Dans l’immeuble d’en face, il y a donc les deux jeunes filles du rez-de-chaussée, un couple au dernier étage. Leur cuisine plonge dans notre pièce de vie. Nous sommes de vieille connaissance car nous vivons à la hollandaise. Donc souvent à poil et visibles derrière nos fenêtres que nous avons belles. Avant la Covida, nos apparitions étaient matinales. Maintenant qu’il fait beau, toutes les fenêtres de la rue sont en permanence ouvertes. Cela change la donne.

Reste Christine la discrète. Sept ans que je partage avec elle un sourire. Une fois même nous prîmes un apéro, chacun a sa fenêtre, chacun un verre de blanc à la main. On a fait santé en écoutant les cris perçants des martinets. C’était avant la Covida.

Nous conversons encore plus depuis le 16 mars. Christine n’a pas d’imprimante, pas d’internet. Je lui ai glissé quelques formulaires dans sa boîte aux lettres. Elle m’a dit (je dois me pencher pour entendre sa voix qui ne porte pas trop) qu’elle mangeait peu et qu’elle ne s’ennuyait jamais. Toute la rue a pu l’entendre, Sylvette se présente comme une « Mémé Télé ».

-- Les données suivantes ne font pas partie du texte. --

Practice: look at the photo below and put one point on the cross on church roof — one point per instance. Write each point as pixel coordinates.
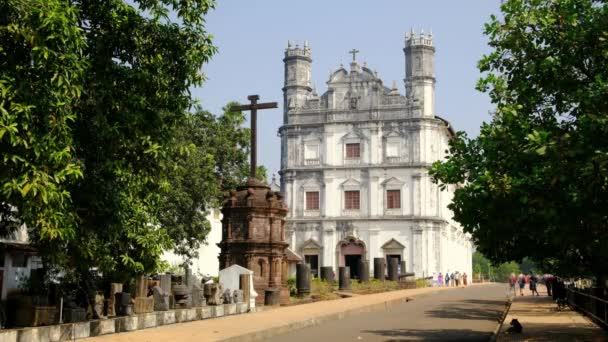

Samedi, elle m’a dit comme elle aimait m’entendre siffler. Tout le monde ne partage pas ce point de vue dans le quartier. Puis elle m’a dit que dimanche après-midi, France2 allait passer la « Grande Vadrouille ». Je lui ai sifflé les premières mesures de «Tea For Two », l’air de la scène du hammam. Christine a souri. Puis elle parlé de Bourvil. De Fernandel même. Mais c’est Bourvil qu’elle préfère. Un jour, je lui sifflerai «Le petit bal perdu ».